Nonostante i rapporti sempre tesi, la Russia è però rimasta fino a pochi anni fa il partner commerciale più importante per gli ucraini. Ed è solo con la rivolta di piazza Maidan del 2013 che la situazione è definitivamente precipitata e oggi gli scambi commerciali tra i due Paesi si sono pressoché dimezzati.
Il nuovo trattato di libero scambio con l’Ue, spiegano molti economisti, potrà dare un importante impulso alla modernizzazione dello Stato. Ma uno studio condotto dalla fondazione tedesca Friedrich Ebert Stiftung fa però notare che, per assorbire gli inevitabili cambiamenti che il Dcfta porterà con sé (tra cui l’espulsione dal mercato di prodotti ucraini di basso valore) ci vorranno ulteriori 60 – 100 miliardi di euro di aiuti.
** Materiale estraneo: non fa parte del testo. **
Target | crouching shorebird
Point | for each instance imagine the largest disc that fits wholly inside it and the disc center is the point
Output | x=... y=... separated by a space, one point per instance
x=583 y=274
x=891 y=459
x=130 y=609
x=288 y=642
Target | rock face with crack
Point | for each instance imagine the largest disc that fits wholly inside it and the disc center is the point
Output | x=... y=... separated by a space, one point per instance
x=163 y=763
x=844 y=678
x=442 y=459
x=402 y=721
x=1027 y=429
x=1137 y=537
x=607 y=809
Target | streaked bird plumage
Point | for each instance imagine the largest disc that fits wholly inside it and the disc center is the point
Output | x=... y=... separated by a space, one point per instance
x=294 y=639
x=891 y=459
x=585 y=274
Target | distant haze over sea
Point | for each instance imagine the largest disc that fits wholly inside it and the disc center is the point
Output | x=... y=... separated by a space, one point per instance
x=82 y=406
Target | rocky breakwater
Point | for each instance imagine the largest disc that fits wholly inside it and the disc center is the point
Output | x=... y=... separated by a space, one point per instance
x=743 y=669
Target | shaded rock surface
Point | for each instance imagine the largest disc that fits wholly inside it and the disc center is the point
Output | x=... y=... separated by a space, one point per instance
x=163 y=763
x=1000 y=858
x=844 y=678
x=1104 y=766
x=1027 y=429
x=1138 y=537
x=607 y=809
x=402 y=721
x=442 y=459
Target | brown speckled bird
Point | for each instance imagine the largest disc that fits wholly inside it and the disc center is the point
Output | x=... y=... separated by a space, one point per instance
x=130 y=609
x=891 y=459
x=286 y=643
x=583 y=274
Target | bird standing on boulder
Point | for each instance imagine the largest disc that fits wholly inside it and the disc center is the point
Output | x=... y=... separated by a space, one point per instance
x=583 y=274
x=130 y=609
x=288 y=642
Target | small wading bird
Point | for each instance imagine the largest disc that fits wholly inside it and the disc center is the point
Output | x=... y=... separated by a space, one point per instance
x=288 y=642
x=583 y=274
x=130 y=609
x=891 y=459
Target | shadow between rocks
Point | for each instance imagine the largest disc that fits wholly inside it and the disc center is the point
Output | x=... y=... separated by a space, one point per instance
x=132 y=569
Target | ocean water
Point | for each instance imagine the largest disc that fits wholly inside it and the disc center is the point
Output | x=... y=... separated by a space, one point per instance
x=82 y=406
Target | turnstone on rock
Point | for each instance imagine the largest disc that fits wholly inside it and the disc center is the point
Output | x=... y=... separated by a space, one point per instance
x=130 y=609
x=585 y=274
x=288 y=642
Il Paese si muove da tempo sull’orlo del baratro. Un rischio acuito dal fatto che anche le condizioni economiche precarie forniscono ai russi un ulteriore strumento di pressione. Diversamente dagli altri creditori che lo scorso agosto hanno accettato una ristrutturazione del debito ucraino, Mosca non ha mai preso in considerazione una simile soluzione. Kiev deve alla Russia 3 miliardi di euro per forniture di gas mai pagate. E visto che fino ad oggi i tentativi di trovare una soluzione accettabile per entrambe le parti sono falliti, il confronto tra i due contraenti avverrà ora per via giudiziaria. Non pagare significa per Kiev però correre un serio pericolo. Nella migliore delle ipotesi, avvertono gli esperti, l’economia del Paese rischia un declassamento da parte delle agenzie di rating e nella peggiore la bancarotta di Stato.